One of the reasons philosophy sees human will as free in principle is that free will is not subject to ordinary causality. It seems that one is, in principle, able to will whatever one might wish at a particular point in time, regardless of any chain of events, or wishes that might precede the act of willing. For example, one might will to change one’s life without that life, in the form one already lives it, being unpleasant, degrading or unsatisfactory in other ways. One might will to fight other people without having a conflict with them. Similarly, one might will to commit suicide without a prior suffering or a sense of hopelessness. In principle, one can will whatever one decides to will, regardless of the rationality or irrationality of the will.
Such liberty does not exist in aspects of human life. Our relationships with others, our health or illness, and various other conditions of our body and our life are subject to a chain of causality that, at least significantly, determines the outcomes. What happens before a particular state or event determines the later, or resultant state or event. Schopenhauer distinguished the two perspectives as will, on the one hand, and representation, on the other. All of our life other than our will is based on representations that are subject to laws such as causality, reason (including rationality) etc.

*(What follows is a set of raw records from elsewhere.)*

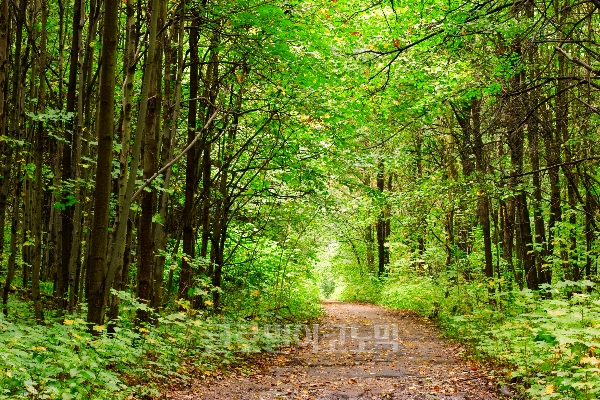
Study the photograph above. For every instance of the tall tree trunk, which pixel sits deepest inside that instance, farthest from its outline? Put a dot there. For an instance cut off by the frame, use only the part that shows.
(186, 277)
(105, 129)
(5, 150)
(382, 249)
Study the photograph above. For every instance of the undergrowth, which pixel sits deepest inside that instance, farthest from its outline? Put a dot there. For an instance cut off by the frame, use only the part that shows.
(62, 360)
(548, 340)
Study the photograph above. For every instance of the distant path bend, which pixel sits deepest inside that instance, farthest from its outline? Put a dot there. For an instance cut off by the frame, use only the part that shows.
(358, 356)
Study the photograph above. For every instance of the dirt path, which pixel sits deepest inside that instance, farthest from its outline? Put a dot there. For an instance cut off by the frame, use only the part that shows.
(363, 352)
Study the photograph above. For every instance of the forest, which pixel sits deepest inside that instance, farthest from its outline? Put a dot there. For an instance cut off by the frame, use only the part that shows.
(171, 166)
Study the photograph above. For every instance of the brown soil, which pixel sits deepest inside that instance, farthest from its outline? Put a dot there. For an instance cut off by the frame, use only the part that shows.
(369, 362)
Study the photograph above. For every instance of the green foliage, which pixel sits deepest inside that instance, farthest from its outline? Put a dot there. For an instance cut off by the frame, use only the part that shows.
(62, 360)
(546, 342)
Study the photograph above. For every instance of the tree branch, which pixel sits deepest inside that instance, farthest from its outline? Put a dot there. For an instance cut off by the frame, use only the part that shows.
(552, 166)
(577, 61)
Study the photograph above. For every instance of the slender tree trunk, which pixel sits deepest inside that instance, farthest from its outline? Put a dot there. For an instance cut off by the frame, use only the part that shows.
(105, 129)
(186, 277)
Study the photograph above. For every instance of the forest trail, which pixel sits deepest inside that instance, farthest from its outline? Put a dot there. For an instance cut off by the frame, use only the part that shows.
(367, 361)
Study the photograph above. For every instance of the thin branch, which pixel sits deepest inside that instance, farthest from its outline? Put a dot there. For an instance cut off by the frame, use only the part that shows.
(173, 161)
(553, 166)
(577, 60)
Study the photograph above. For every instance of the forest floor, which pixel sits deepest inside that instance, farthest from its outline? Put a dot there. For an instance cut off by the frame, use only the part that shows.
(363, 352)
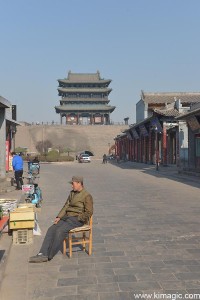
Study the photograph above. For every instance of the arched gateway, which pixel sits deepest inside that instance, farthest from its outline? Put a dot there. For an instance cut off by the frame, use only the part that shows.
(84, 99)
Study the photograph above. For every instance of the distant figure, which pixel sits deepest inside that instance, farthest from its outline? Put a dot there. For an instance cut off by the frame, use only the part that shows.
(104, 159)
(17, 164)
(35, 166)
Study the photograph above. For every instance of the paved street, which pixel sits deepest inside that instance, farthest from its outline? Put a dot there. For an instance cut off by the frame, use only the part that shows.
(146, 237)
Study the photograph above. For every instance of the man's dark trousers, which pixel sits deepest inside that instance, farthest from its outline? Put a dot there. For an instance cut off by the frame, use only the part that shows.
(18, 178)
(55, 235)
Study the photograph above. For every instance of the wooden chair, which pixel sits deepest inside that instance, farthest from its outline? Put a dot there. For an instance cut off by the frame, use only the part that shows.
(84, 237)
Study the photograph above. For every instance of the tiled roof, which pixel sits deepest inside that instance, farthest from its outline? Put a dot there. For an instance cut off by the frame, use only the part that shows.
(84, 77)
(84, 90)
(170, 97)
(81, 100)
(70, 107)
(167, 112)
(190, 113)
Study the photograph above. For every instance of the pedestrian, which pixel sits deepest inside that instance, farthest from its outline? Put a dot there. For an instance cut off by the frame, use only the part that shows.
(75, 213)
(104, 159)
(35, 165)
(17, 164)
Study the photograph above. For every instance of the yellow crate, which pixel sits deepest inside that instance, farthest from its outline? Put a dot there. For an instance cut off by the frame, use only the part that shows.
(21, 219)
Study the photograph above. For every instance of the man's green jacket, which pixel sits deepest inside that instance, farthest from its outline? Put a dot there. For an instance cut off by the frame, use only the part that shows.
(78, 204)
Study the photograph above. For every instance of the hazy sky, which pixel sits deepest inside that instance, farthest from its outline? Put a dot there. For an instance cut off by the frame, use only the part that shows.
(150, 45)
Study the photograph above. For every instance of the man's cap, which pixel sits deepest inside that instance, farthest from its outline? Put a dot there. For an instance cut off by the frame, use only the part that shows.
(76, 179)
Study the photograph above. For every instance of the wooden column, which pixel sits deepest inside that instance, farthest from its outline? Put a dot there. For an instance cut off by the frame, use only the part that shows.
(150, 147)
(164, 143)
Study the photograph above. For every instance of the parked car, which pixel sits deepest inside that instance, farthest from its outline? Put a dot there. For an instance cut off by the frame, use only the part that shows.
(111, 157)
(84, 158)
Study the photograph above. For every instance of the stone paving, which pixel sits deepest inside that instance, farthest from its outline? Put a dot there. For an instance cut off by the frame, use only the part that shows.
(146, 237)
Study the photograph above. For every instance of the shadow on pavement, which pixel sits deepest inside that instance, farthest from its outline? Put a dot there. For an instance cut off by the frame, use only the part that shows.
(169, 172)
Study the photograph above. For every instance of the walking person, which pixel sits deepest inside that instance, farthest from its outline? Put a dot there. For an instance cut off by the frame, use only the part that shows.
(75, 213)
(17, 164)
(104, 159)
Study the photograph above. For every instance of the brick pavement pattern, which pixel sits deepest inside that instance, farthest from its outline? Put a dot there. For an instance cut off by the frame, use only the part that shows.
(146, 237)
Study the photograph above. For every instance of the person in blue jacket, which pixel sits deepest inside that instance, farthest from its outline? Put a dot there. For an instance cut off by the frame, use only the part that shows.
(17, 164)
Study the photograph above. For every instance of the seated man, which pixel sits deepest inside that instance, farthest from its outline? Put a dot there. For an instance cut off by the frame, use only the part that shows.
(75, 213)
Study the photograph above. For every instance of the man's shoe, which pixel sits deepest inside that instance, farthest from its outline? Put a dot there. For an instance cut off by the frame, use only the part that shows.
(38, 258)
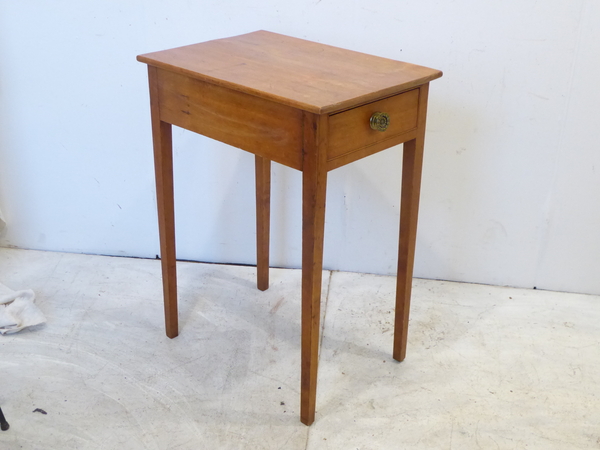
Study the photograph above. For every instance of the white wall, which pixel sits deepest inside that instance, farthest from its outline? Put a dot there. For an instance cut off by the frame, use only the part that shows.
(511, 186)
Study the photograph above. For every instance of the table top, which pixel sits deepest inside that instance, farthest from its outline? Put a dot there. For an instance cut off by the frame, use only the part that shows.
(307, 75)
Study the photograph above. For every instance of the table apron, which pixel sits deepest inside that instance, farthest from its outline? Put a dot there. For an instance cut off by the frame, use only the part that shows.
(262, 127)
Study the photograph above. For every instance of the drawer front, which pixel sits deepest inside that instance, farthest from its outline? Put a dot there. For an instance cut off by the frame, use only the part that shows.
(350, 130)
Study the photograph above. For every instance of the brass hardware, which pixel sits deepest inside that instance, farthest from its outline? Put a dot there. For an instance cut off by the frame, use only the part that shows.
(380, 121)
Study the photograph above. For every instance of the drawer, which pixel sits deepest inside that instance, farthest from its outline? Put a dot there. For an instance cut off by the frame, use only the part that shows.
(350, 130)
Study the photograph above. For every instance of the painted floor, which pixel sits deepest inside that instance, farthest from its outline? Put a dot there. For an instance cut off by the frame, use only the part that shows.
(487, 367)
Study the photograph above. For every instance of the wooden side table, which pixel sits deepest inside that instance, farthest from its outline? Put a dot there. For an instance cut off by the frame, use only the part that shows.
(308, 106)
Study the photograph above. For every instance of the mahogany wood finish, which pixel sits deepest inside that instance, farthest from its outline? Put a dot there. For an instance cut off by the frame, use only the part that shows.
(305, 105)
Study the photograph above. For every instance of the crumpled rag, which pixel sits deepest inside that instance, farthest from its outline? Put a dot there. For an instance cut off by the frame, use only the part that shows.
(18, 310)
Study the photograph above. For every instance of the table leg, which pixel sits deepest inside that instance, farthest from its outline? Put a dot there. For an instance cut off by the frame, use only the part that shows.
(314, 183)
(163, 166)
(263, 213)
(411, 187)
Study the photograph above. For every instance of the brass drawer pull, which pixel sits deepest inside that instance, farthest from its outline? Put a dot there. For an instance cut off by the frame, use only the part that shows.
(380, 121)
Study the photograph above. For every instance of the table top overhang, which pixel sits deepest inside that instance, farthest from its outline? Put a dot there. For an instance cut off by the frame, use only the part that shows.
(302, 74)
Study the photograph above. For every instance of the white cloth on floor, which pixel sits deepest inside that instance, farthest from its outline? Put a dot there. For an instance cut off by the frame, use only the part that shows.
(17, 310)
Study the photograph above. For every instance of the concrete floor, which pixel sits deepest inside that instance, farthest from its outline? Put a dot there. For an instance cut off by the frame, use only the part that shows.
(487, 367)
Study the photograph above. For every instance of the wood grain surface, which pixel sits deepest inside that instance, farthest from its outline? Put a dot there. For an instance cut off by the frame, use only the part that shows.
(307, 75)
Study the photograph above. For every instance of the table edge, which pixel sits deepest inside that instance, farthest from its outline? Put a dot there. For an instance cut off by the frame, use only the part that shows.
(328, 109)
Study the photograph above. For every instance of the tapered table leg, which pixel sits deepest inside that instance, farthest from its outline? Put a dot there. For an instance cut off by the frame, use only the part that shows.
(263, 214)
(314, 181)
(411, 186)
(163, 166)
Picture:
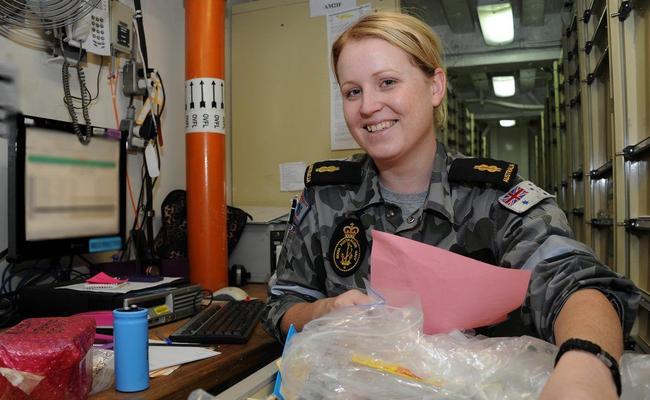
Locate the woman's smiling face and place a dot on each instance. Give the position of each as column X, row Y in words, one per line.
column 387, row 100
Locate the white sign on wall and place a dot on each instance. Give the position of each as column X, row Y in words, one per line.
column 326, row 7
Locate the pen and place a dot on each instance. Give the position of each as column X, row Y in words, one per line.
column 180, row 344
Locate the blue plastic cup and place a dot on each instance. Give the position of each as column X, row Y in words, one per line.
column 130, row 331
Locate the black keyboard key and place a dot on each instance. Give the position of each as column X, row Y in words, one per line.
column 232, row 322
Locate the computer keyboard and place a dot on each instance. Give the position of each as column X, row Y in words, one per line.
column 230, row 322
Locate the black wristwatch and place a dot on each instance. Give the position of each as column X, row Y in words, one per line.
column 593, row 348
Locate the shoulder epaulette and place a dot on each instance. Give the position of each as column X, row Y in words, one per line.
column 333, row 173
column 501, row 174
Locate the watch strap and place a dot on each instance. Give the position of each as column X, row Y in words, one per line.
column 593, row 348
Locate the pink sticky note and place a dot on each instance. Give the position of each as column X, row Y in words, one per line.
column 456, row 292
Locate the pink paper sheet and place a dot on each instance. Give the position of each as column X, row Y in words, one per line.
column 456, row 292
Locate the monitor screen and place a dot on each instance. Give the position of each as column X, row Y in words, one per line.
column 64, row 197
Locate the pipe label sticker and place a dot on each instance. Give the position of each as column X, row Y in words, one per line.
column 204, row 105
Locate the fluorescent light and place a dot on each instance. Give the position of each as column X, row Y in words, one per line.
column 504, row 86
column 496, row 23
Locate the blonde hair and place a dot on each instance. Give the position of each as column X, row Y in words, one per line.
column 404, row 31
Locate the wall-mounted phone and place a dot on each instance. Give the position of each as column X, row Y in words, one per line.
column 92, row 33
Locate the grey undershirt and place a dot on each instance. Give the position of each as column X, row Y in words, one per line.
column 408, row 202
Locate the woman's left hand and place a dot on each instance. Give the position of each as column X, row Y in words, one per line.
column 580, row 376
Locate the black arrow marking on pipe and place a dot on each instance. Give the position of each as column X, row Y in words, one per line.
column 191, row 95
column 202, row 102
column 222, row 96
column 214, row 100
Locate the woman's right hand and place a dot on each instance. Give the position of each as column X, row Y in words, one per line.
column 352, row 297
column 301, row 313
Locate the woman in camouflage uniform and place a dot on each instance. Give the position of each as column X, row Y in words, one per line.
column 390, row 73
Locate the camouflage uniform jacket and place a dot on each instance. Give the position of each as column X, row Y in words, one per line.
column 463, row 218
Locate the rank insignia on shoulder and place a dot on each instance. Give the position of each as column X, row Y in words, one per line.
column 483, row 170
column 347, row 247
column 301, row 209
column 333, row 173
column 523, row 196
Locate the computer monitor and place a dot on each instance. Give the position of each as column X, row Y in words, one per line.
column 65, row 198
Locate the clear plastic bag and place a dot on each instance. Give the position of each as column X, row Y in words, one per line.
column 379, row 352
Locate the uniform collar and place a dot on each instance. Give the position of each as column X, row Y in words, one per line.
column 368, row 193
column 439, row 196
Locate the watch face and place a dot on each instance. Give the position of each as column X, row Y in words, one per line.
column 593, row 348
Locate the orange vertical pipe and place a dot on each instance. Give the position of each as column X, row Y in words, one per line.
column 205, row 150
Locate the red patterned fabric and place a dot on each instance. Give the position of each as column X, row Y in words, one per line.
column 47, row 358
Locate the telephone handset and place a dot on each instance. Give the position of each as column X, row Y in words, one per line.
column 92, row 32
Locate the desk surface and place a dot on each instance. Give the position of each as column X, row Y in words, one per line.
column 235, row 362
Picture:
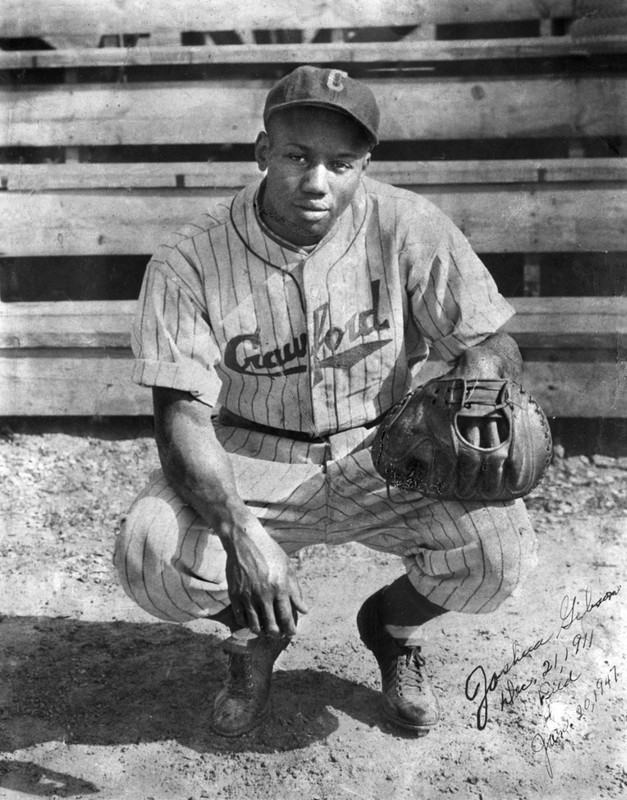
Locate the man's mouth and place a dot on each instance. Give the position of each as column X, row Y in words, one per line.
column 311, row 210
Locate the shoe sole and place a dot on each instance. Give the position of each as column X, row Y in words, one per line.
column 419, row 730
column 236, row 734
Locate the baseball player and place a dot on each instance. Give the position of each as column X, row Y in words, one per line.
column 275, row 331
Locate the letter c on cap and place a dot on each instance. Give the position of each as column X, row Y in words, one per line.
column 334, row 81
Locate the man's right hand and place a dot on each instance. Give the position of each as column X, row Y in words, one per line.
column 263, row 588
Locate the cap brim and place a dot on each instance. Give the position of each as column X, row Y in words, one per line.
column 320, row 104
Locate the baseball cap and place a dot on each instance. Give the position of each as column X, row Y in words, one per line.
column 328, row 88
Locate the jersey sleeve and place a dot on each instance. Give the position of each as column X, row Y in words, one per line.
column 171, row 338
column 454, row 300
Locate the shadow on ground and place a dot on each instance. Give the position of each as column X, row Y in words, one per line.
column 119, row 683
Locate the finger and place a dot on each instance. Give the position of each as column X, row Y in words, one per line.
column 491, row 433
column 269, row 622
column 252, row 618
column 296, row 596
column 471, row 432
column 238, row 613
column 286, row 625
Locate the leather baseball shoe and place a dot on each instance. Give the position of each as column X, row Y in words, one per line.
column 244, row 700
column 406, row 694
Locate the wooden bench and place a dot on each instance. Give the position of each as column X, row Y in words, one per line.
column 547, row 95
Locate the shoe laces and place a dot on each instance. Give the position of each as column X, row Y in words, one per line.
column 240, row 680
column 409, row 670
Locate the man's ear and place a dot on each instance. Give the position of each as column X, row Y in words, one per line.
column 262, row 146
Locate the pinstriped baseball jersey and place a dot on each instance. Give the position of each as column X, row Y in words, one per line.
column 317, row 340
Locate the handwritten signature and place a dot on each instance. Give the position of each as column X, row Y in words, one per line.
column 540, row 744
column 479, row 687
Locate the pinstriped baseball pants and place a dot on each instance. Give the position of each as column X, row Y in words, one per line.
column 466, row 557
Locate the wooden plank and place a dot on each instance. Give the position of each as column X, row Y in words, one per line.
column 88, row 324
column 573, row 323
column 96, row 18
column 231, row 111
column 399, row 54
column 543, row 218
column 76, row 384
column 73, row 384
column 234, row 175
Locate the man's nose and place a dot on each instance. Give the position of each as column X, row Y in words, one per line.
column 315, row 180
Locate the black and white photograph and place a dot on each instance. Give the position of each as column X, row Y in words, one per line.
column 313, row 399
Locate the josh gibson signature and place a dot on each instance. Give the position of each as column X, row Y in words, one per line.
column 542, row 744
column 572, row 609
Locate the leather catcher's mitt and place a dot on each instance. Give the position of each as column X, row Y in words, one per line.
column 421, row 443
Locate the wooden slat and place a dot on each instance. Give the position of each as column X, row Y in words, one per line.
column 397, row 55
column 95, row 18
column 73, row 384
column 540, row 323
column 544, row 218
column 231, row 111
column 234, row 175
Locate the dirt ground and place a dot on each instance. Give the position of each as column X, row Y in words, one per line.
column 99, row 700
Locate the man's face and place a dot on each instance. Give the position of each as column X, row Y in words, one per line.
column 315, row 159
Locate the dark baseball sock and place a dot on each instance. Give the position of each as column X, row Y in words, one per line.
column 402, row 606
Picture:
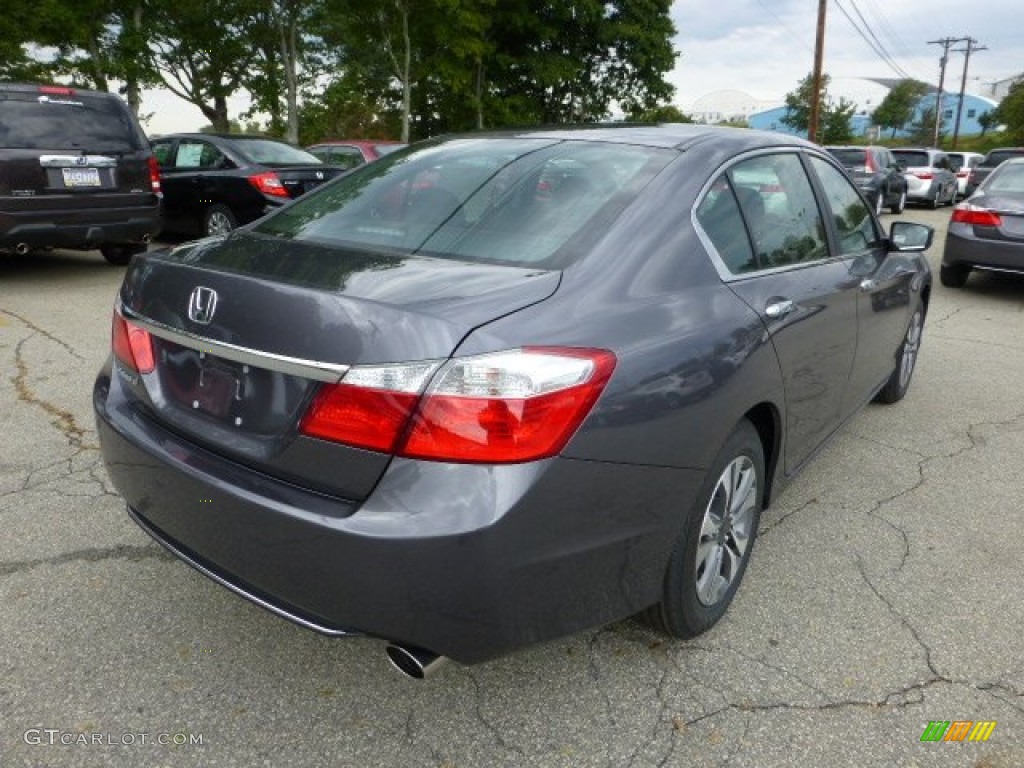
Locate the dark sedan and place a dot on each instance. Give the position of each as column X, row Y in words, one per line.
column 986, row 231
column 507, row 386
column 214, row 182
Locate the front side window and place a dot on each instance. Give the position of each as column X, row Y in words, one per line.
column 854, row 222
column 779, row 209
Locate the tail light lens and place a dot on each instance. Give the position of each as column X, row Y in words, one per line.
column 132, row 345
column 966, row 213
column 268, row 183
column 517, row 406
column 154, row 174
column 370, row 408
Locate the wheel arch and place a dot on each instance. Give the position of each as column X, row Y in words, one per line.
column 768, row 422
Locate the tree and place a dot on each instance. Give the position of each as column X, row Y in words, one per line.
column 1011, row 112
column 798, row 102
column 836, row 127
column 898, row 108
column 202, row 51
column 834, row 116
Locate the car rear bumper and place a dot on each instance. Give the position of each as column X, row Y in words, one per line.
column 78, row 228
column 469, row 561
column 964, row 248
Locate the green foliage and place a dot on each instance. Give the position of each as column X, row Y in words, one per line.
column 835, row 127
column 1011, row 113
column 898, row 108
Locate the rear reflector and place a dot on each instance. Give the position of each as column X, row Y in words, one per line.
column 132, row 345
column 268, row 183
column 516, row 406
column 966, row 213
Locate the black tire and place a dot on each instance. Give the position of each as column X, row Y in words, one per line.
column 906, row 358
column 120, row 255
column 218, row 219
column 684, row 611
column 954, row 275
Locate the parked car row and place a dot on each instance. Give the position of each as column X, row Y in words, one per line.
column 77, row 171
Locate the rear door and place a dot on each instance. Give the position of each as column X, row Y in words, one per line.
column 61, row 144
column 806, row 299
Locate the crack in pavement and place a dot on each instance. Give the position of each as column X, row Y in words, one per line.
column 43, row 332
column 132, row 553
column 64, row 421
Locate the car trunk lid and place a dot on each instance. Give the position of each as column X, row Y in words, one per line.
column 245, row 333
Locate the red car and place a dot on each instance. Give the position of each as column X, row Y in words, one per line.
column 349, row 154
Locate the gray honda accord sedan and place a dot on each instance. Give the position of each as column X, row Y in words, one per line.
column 498, row 388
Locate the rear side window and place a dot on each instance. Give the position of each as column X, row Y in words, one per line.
column 849, row 158
column 66, row 123
column 521, row 202
column 912, row 159
column 266, row 152
column 997, row 156
column 853, row 221
column 780, row 210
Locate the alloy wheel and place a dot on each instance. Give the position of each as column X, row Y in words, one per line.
column 725, row 531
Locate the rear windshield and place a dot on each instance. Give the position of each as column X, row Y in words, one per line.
column 267, row 152
column 518, row 202
column 849, row 158
column 71, row 122
column 997, row 156
column 911, row 159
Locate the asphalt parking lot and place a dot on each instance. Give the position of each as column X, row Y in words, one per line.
column 886, row 591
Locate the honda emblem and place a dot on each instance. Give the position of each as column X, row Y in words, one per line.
column 202, row 305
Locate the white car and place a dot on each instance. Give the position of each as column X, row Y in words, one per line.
column 962, row 163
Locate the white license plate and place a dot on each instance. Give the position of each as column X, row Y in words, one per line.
column 81, row 176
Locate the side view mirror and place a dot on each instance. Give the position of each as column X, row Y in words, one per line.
column 906, row 237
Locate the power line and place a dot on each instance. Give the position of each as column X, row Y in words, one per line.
column 880, row 51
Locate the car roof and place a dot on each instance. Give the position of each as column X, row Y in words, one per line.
column 669, row 135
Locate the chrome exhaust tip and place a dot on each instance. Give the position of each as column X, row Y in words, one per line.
column 412, row 662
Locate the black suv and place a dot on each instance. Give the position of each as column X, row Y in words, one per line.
column 877, row 173
column 76, row 171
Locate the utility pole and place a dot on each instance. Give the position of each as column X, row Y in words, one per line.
column 972, row 45
column 819, row 50
column 945, row 43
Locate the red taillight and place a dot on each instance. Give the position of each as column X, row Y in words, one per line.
column 268, row 183
column 517, row 406
column 966, row 213
column 132, row 345
column 154, row 174
column 365, row 418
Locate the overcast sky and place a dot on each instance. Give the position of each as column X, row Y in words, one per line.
column 764, row 47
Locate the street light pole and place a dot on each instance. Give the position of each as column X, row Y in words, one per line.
column 819, row 48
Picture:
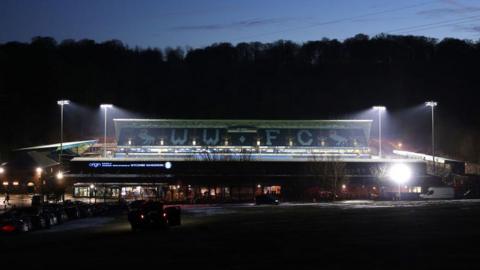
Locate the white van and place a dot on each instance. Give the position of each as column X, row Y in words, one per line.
column 434, row 193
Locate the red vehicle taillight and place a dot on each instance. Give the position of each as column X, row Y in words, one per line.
column 7, row 228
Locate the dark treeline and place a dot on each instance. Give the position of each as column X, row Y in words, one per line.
column 314, row 80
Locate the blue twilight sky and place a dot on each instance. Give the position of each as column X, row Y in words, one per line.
column 197, row 23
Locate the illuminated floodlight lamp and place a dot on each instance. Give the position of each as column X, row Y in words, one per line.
column 431, row 103
column 106, row 106
column 400, row 173
column 63, row 102
column 380, row 108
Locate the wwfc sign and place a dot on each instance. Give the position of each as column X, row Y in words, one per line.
column 243, row 136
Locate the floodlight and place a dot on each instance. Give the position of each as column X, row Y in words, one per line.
column 380, row 108
column 106, row 106
column 431, row 103
column 400, row 173
column 63, row 102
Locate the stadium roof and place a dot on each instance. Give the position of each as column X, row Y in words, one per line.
column 56, row 146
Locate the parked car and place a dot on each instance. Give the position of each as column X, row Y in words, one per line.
column 58, row 211
column 266, row 199
column 436, row 193
column 151, row 214
column 13, row 222
column 71, row 209
column 37, row 217
column 85, row 209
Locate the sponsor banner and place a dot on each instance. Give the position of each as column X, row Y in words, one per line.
column 101, row 165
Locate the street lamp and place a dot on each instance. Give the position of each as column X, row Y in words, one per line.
column 400, row 174
column 105, row 107
column 432, row 105
column 380, row 109
column 62, row 103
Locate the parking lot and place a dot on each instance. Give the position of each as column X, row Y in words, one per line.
column 369, row 234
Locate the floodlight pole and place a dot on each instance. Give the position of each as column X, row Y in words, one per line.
column 105, row 135
column 61, row 135
column 62, row 103
column 380, row 133
column 105, row 107
column 432, row 105
column 379, row 109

While will is free in principle, however, it is not free in practice, because experience reveals that what we will actually and usually depends on what we are taught to believe, value, desire, etc. A person born in a prison will be able to will only things available within prison life unless she knows that there is life outside the prison. The same metaphor applies, to a large extent, to our life in society. We live behind the walls of the values, beliefs and standards established by the society we are born into, and it takes considerable effort or luck for us to break away from the prison and become incarcerated in another, different prison, in a different society, in which case the limitations and determinations of our free will change.
The fact that we can, in principle, will anything, seems to coincide with the fact that actually, we do not will just anything, but things that are sanctioned by the prison we live in.
This is the seeming contradiction between free will and determinism in exercising our choices.
A distinction between the free will in principle and free will in everyday life is particularly obvious in experience when we are able to make a free decision despite the circumstances, in those rare situations when we decide seemingly “irrationally”, “erratically” and contrary to rational argument concerning our situation, only to find ourselves in a radically better situation, with a life changed in a way we initially desired. In such situations, freedom of the will becomes experientially close to us, it comes close to everyday experience of the exercise of will, which usually portrays will as hopelessly conditioned and enslaved by circumstances, society, group normativity, etc.
In psychotherapy, the relationship with the therapist builds an emotional and social structure that, like a ladder, allows the person to come closer to an actual ability to exercise her free will. Through therapy, the client becomes more aware of her freedom of the will in principle, and grows empowered to contract time, space and rationality in one spark that is the act of will, choosing and deciding in ways that, sometimes, only her therapist will understand. That is how transformative change occurs.